Following their Promise in January a few weeks ago, Member States negotiated, under the authority of the European Commission, a multi-lateral agreement to end the EU internal termination agreement. Essentially, the termination agreement regulates two issues: the termination contract simply stipulates that all internal EU bits listed in an annex are terminated by this agreement. In addition, it states that the “Sunset” clauses contained in the internal EU bit “have no legal effect”. It is interesting to note that the whistleblowing agreement only requires the ratification of two Member States to enter into force. In addition, the provisional application of the termination agreement is provided for. It is interesting to note that the termination agreement does not explain what will happen to the dispute if no transaction agreement has been reached. Can the investor continue the arbitration process or is the dispute suddenly closed? Although the text of the termination contract has not yet been officially published, a draft contract has been disclosed and will be used for the analysis below. The intermediary is chosen by mutual agreement between the investor and the Member State concerned. It is interesting to note that the intermediary must not only be independent and impartial, but also have an in-depth knowledge of EU law, not an in-depth knowledge of investment law.

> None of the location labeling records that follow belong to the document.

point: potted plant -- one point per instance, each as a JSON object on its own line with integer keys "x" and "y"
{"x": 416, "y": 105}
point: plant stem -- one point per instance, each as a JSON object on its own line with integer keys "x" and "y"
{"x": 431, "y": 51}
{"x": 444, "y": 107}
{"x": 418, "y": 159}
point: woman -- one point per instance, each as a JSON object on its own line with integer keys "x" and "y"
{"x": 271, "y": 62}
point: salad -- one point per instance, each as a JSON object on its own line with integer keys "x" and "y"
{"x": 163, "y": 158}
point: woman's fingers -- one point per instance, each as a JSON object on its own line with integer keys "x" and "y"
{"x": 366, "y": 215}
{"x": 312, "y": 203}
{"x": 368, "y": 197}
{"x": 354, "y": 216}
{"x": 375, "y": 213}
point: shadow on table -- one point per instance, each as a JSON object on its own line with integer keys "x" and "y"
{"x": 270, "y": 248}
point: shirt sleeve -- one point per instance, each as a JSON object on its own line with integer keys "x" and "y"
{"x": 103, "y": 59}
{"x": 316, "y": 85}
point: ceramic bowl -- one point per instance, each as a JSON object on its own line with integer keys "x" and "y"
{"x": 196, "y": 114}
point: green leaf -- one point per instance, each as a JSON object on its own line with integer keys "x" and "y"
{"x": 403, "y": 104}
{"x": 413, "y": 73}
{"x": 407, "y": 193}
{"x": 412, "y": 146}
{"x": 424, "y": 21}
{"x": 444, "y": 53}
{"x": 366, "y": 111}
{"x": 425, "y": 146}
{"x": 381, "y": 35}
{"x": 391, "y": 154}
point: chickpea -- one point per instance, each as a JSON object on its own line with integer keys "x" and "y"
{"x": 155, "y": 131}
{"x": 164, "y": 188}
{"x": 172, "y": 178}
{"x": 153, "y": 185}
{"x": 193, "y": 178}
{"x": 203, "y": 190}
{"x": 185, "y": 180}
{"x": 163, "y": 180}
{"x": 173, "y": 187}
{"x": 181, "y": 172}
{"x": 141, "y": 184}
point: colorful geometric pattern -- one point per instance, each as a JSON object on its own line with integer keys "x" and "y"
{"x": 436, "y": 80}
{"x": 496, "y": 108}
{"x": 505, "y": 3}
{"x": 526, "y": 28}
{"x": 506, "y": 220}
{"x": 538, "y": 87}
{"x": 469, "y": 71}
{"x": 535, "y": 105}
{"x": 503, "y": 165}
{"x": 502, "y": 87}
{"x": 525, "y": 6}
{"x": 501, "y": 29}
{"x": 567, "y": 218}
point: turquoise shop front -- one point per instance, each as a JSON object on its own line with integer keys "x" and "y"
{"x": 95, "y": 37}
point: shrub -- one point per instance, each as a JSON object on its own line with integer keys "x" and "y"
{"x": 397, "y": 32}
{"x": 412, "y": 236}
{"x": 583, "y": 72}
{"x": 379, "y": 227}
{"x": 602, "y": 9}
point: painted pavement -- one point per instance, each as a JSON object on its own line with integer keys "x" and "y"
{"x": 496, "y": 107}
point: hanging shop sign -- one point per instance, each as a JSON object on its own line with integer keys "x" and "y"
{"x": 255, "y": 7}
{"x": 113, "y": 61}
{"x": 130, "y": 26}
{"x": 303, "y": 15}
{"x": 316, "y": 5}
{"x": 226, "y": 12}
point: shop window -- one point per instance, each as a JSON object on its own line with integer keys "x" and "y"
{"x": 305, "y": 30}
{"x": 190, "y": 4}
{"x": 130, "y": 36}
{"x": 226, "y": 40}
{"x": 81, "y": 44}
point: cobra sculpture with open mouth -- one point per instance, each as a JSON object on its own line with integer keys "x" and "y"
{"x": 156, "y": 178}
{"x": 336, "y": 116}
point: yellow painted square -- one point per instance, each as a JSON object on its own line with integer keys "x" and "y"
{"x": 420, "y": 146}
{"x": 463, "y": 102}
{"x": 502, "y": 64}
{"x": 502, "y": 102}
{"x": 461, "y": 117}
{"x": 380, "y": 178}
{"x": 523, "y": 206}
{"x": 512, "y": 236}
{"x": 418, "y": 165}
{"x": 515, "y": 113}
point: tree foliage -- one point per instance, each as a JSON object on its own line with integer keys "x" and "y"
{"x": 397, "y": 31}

If the parties fail to agree on an intermediary, the authority vested with the power of the framework, left open in brackets in the draft text, appoints the mediator. The termination agreement stipulates that all intra-EU arbitration procedures concluded before Achmea, i.e. before 6 March 2018, are not affected. In other words, it does not retroactively provide for an arbitration procedure definitively concluded with a final arbitration award or a transaction agreement before Achmea. These include an arbitral award which has already been executed or carried out in the pending proceedings (opened before 6 March 2018), but which has not yet been definitively executed or executed when the investor undertakes not to initiate recognition, execution, execution or payment proceedings in a Member State or third country or , if such a procedure has already been initiated, to request the suspension. The intermediary obtains a transaction agreement within six months, but the parties may agree to a longer period. It should be noted that any transaction agreement must take into account the judgments of the European Court of Justice as well as the concrete decisions of the European Commission. This last point seems to be aimed at ensuring that decisions on the European Commission`s state aid, as in the famous case of Micula, are not ignored by the Ombudsman. Prima facie, the agreement puts a definitive end to all current and new arbitration proceedings initiated in Achmea, with very limited transitional measures which, moreover, are supposed to be particularly unattractive to investors and complainants. In the case of arbitration proceedings before the International Centre for the Settlement of Investment Disputes (ICSID), Article 25 of the ICSID convention provides better protection by explicitly preventing a party from unilaterally withdrawing from this arbitration procedure. Instead, a parallel procedure could develop, following the example of Lithuania, which recently invoked the agreement to justify its counter-action in an ICSID arbitration procedure under way in 2016, Veolia et al.
in its local courts. Therefore, it seems that this is a very limited opportunity for investors to make their case before the national courts of the Member States, which they could have done anyway, but who deliberately chose not to do so. Finally, the termination agreement provides that the settlement procedure is impartial and confidential.